18. It was contended by Mr. R. J. Joshi that the Supreme Court in Kusumbey D. Mahadevia's case : 122ITR38(SC) . had left open the question as to whether or not the primary method of valuation of the shares of a private limited company was the break-up method upon the basis of s. 6(2) and re. 10(2). He submitted that the first respondent had rightly intended to apply the provision of s. 6(3) and r. 10(2) and to arrive at an assessment upon the basis of the break-up method of valuation of the share of the purposes of gift-tax.
19. I cannot agreed. The Supreme Court, has in Kusumbey D. Mahadevia's case : 122ITR38(SC) , laid down that in the case of a private limited company such as Mafatlal Gagalbhai Pvt Ltd, which is a going concern, which is not ripe for liquidation and regarding which there is no exceptional circumstances, the break-up method cannot be applied ; the profits-earning method is the only method which can properly be applied for the valuation of its shares. The Supreme Court affirmed that the valuation of the shares o the company such as this can be validly done under the provisions of s. 6(1). it ruled out the applicability of any other method, including the break-up method. What the Supreme Court said in regard to s. 6(3) and r. 10(2) was that it had not been argued before the Tribunal that the break-up method was the primary method to be applied.
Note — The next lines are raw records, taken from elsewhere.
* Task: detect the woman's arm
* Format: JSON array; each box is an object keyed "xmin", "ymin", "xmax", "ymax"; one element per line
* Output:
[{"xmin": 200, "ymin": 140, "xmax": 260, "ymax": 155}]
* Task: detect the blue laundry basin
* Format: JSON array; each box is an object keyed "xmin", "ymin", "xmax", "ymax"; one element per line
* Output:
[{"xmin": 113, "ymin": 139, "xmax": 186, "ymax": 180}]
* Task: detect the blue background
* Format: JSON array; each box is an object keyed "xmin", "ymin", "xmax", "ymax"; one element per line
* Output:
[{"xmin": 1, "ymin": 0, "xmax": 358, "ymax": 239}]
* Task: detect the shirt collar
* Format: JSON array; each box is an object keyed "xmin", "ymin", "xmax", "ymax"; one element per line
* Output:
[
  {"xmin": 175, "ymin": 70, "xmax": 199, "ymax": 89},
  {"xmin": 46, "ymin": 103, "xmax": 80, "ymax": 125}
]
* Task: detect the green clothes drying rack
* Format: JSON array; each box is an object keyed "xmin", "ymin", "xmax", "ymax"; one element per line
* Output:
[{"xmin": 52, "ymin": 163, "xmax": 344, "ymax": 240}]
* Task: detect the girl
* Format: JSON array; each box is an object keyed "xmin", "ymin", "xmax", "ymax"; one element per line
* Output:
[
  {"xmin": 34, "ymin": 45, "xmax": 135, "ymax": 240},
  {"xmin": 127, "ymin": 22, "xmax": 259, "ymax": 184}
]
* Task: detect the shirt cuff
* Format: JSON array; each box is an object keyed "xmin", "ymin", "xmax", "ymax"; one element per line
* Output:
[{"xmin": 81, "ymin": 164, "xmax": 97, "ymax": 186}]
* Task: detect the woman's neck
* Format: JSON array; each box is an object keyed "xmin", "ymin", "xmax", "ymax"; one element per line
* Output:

No questions based upon this argument could, therefor, be refereed.
20. It is crystal clear that the valuation of the shares of the two companies concerned here can only be arrived at under the provision of s. 6(1) upon the profits-earning method. This finding of the Supreme Court is binding on the first respondent. It was not open to him to seek to adopt for the purpose of the gift-tax assessment of the petitioner any method of valuation other than that method.
21. Having regard to this conclusion, it is unnecessary to go into the alternative submission of mr. Kolahj.
22. The petitioner is made absolute in terms of prayers (a) and (b), with costs.